Because the power seldom fails, these standby generators almost never go into action. Therefore, a significant amount of capital is tied up in idle equipment. The underlying economic strength of this proposed concept is in converting that idle equipment into increased capacity. This provides a greater safety margin for both the utility and the factory or other facility.
From the utility`s point of view, during times of high power usage the grid may not be able to supply sufficient power to maintain the desired load. In this situation, power generated at a customer`s site reduces the apparent load. The value of this power becomes very high when the grid is at or near full capacity. During this period, any significant load perturbations could cause grid collapse. If the standby generator is connected seamlessly to the load, thereby reducing the apparent load, the grid demand will be reduced and a safe operating margin maintained.
It is not trivial to interconnect a series of auxiliary generators in this way; controlling the entire system and dispatching selected generators requires sophisticated system engineering. The control and dispatch enterprise could be run by an intermediate energy-management service provider, or by an office within the utility itself. One such service provider is the team of Science Applications International Corp. (SAIC) and AuBeta Technology Corp., a company that has developed a proprietary dispatchable standby generation system controller. Absent this controller, it would be impossible to keep a collection of distributed generators under control.

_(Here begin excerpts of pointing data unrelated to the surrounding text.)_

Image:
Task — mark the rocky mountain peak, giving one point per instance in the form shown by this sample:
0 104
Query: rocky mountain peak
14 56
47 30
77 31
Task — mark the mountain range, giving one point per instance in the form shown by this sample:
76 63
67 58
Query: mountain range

There are three elements of con trol involved in a system of this type:
First, the standby equipment must be synchronized with the existing grid when it comes on. This is in contrast to the customary operation of standby generators, which are connected break-before-make, and hence do not require grid synchronization. Figure 1 illustrates the concept. Accordingly, the dispatching system located at a remote site must be able to detect and control that synchronization prior to locking into the grid.

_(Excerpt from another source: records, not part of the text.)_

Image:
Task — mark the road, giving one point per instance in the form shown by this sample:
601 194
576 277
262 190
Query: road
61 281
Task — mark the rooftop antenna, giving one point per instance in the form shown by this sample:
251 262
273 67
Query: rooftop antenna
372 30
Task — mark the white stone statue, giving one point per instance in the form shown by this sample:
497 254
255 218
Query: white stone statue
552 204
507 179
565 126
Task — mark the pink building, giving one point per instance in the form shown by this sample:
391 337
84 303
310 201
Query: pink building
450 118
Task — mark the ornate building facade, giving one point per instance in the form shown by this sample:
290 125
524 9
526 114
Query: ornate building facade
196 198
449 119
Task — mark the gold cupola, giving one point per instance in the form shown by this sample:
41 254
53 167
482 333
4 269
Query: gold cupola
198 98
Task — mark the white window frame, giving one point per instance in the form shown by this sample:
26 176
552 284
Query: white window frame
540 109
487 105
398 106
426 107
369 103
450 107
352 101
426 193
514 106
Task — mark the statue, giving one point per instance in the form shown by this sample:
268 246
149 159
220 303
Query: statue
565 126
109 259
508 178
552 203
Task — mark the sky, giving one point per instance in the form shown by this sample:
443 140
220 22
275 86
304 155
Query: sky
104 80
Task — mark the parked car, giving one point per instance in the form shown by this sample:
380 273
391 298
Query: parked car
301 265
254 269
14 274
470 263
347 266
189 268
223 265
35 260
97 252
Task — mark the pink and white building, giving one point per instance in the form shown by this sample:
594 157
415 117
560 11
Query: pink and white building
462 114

Second, the dispatching system must choose generators from one or more participating facilities to send electricity to where the need is greatest. This requires some sophis ticated knowledge of the grid, including the typical loads being carried by various distribution buses. It is important that increasing capacity in one sector during a time of high demand does not overload or otherwise upset some neighboring sector.
Third, the standby generation equipment must work upon demand. To ensure this, the energy management service provider takes over complete responsibility for the maintenance of the equipment at each location. Regular maintenance visits, coupled with continuous monitoring and testing from the remote dispatch center, combine to assure reliability of the equipment.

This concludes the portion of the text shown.